A hacker is someone who can do a heck of a lot more than use Access or a data mining tool. A heck of a lot more. However, in order to excel in Procurement, a Procurement professional needs to know a lot more than how to use Microsoft Office. Learn how to access public market data sources, how to use use open source or share ware data analysis tools to analyze data sets, how to apply basic statistics to a population to identify a distribution and appropriate pricing or sales trend algorithm, and get any hands on experience you can with best-of-breed operations research or Procurement platforms.

Learn the Lingo

It’s critical to not only learn the language of Procurement, but also the language of Finance. In order to be taken seriously by the C-Suite, you have to speak the language they understand, and that is Finance. Being able to talk in their language, which includes measurements like ROI, ROIC, RONA (which does not refer to the home-improvement chain), etc. gets their attention. It’s not just the language, because most multi-nationals use English as the official language, it’s the lingo.

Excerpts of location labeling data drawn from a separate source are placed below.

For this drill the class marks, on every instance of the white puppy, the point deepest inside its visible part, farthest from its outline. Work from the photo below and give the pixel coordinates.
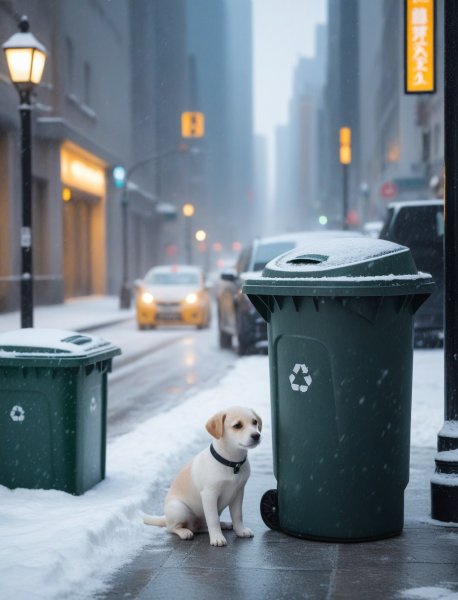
(213, 480)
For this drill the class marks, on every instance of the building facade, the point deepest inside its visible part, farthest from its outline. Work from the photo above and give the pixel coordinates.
(118, 77)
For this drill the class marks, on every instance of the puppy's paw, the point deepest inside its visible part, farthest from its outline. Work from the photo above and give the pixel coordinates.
(184, 534)
(244, 532)
(218, 539)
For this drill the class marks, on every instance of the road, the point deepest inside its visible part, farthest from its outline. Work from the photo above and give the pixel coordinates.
(158, 369)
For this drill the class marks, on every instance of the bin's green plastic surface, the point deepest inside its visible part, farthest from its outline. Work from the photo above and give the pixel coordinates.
(53, 397)
(340, 327)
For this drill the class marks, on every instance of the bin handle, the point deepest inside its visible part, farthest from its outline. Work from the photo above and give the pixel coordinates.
(79, 340)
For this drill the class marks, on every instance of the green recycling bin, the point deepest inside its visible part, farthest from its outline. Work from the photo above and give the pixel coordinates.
(340, 329)
(53, 402)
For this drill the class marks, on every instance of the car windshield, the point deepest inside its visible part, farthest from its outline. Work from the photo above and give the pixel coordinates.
(266, 252)
(424, 225)
(172, 278)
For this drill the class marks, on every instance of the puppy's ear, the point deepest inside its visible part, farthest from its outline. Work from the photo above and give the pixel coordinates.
(258, 419)
(215, 425)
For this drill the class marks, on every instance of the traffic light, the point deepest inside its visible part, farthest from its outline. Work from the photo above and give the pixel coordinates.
(119, 176)
(192, 124)
(345, 145)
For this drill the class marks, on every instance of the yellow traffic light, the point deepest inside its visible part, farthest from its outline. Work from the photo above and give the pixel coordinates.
(345, 145)
(188, 210)
(192, 124)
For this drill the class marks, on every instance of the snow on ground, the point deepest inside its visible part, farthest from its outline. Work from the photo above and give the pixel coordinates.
(52, 543)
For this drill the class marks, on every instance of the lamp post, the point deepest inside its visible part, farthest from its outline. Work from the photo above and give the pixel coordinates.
(125, 292)
(26, 59)
(444, 484)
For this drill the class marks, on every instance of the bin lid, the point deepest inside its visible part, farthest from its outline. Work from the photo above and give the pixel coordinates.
(351, 266)
(47, 345)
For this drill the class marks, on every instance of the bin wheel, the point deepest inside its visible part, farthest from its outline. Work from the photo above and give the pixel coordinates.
(269, 509)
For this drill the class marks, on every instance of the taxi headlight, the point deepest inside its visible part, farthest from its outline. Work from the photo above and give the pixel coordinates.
(147, 298)
(191, 298)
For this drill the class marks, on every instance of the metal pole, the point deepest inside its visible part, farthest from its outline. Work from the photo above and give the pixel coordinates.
(444, 485)
(125, 292)
(125, 295)
(345, 195)
(26, 230)
(188, 240)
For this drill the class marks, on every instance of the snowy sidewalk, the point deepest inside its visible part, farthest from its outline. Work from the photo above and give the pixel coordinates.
(78, 314)
(70, 546)
(57, 546)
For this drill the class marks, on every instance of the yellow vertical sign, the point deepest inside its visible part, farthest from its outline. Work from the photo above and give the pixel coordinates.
(420, 76)
(192, 124)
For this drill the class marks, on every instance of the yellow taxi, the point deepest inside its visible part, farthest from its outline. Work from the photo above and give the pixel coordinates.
(171, 295)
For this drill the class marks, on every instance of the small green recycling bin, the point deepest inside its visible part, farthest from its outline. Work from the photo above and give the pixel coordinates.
(340, 327)
(53, 402)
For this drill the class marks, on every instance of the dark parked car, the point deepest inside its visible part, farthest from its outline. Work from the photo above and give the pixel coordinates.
(419, 225)
(237, 318)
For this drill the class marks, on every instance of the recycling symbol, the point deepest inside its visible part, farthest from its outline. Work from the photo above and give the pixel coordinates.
(17, 413)
(305, 377)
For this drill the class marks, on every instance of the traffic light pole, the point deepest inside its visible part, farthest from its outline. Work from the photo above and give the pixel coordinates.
(344, 196)
(444, 484)
(125, 294)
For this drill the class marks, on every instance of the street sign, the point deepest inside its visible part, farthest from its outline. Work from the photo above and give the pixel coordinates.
(388, 190)
(419, 46)
(192, 124)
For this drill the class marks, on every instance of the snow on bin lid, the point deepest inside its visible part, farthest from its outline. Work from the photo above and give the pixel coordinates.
(355, 265)
(44, 343)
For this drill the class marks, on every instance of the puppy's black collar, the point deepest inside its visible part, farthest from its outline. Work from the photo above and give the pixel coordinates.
(227, 463)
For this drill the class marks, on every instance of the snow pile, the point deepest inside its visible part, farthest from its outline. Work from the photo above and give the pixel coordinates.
(52, 543)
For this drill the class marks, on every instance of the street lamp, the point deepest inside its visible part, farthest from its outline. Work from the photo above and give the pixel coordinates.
(26, 59)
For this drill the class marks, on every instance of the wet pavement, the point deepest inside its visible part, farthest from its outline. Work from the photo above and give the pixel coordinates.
(420, 563)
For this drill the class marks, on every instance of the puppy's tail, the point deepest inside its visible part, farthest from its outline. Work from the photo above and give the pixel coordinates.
(152, 520)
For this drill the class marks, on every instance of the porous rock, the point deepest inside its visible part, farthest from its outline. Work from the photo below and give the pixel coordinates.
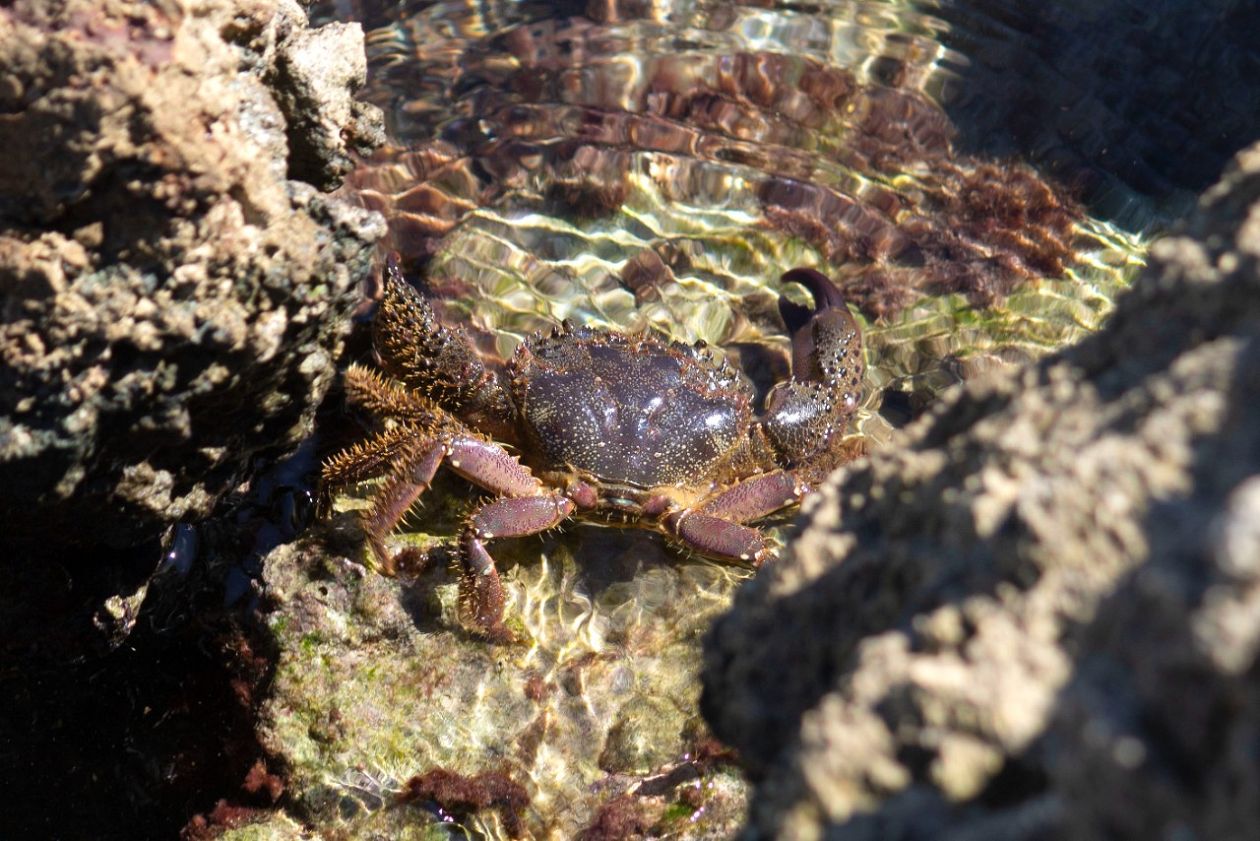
(1033, 615)
(173, 303)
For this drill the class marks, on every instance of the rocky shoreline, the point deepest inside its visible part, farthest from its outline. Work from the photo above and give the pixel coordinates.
(1031, 614)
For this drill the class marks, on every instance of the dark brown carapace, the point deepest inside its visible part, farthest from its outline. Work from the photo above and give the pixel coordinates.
(625, 429)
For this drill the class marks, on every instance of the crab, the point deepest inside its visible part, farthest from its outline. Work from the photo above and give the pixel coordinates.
(625, 429)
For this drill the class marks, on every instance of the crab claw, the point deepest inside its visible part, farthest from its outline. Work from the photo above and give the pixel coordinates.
(808, 412)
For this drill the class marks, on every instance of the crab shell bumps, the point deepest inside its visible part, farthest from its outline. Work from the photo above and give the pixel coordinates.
(630, 430)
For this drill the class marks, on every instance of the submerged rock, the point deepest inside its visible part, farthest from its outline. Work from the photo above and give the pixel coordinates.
(1035, 613)
(389, 718)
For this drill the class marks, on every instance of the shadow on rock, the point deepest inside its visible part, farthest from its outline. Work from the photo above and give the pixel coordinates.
(1036, 615)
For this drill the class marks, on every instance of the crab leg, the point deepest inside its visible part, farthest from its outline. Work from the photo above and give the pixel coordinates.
(398, 494)
(713, 527)
(718, 537)
(480, 590)
(756, 497)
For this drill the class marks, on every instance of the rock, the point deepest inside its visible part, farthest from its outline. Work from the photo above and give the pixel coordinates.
(173, 303)
(1035, 613)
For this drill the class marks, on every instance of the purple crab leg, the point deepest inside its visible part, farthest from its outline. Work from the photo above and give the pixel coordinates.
(713, 527)
(717, 537)
(480, 589)
(756, 497)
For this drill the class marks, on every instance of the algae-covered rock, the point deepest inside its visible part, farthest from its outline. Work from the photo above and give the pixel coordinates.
(1033, 614)
(384, 711)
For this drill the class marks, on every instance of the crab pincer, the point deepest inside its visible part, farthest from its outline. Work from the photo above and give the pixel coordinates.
(626, 430)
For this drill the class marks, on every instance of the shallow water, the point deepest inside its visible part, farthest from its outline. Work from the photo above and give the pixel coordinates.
(660, 164)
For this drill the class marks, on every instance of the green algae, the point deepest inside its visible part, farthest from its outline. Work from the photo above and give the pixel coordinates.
(378, 684)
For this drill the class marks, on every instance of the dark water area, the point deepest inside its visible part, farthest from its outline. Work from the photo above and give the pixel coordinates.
(1132, 107)
(1133, 101)
(1135, 106)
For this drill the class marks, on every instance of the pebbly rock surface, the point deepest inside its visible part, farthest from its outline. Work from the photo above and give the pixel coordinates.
(1035, 615)
(173, 300)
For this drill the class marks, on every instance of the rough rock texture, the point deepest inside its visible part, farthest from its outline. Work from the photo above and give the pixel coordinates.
(171, 303)
(1037, 614)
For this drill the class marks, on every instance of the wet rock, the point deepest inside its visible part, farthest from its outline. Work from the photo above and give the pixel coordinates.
(644, 736)
(1035, 614)
(388, 714)
(173, 304)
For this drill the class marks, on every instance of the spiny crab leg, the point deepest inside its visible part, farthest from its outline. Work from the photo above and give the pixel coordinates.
(480, 590)
(713, 527)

Now onto the tips that are normally good, but sometimes iffy.

Take Advantage of Scholarship Programs

You want to search for these, but not all scholarships are beneficial. If they just give you cash, that’s great. If they connect you to a good network, that’s great. But if they require you to do an internship with a laggard company or, even worse, agree to work with that laggard company for two years upon graduation, that might not be the best deal.

Start Out in Consulting

the prophet thinks this is a good idea because a big-5 background or strategy firm background gives you a pedigree [that] can help with compensation. This is true, but great results can also get you a great compensation package. Maybe you’ll have to change jobs to get it, but, in Procurement, money talks, and the more you save, the more it talks. So, when deciding on your first job, take the job that will present you with the greatest opportunity to make a mark for yourself, which is not necessarily the job with the biggest name firm. But if all opportunities are equal, then it makes sense to go with the pedigree.

the doctor has deep disdain for many MBA programs, and many executive MBA programs in particular, that promise a lot but, in actuality, deliver very little. In other words, the doctor believes that educational program investigations should not be limited to, the now defunct, Trump University. (He understands why though. Trump is now a prominent figure, so it’s no surprise why the investigations are focused on an institution that he is connected with.)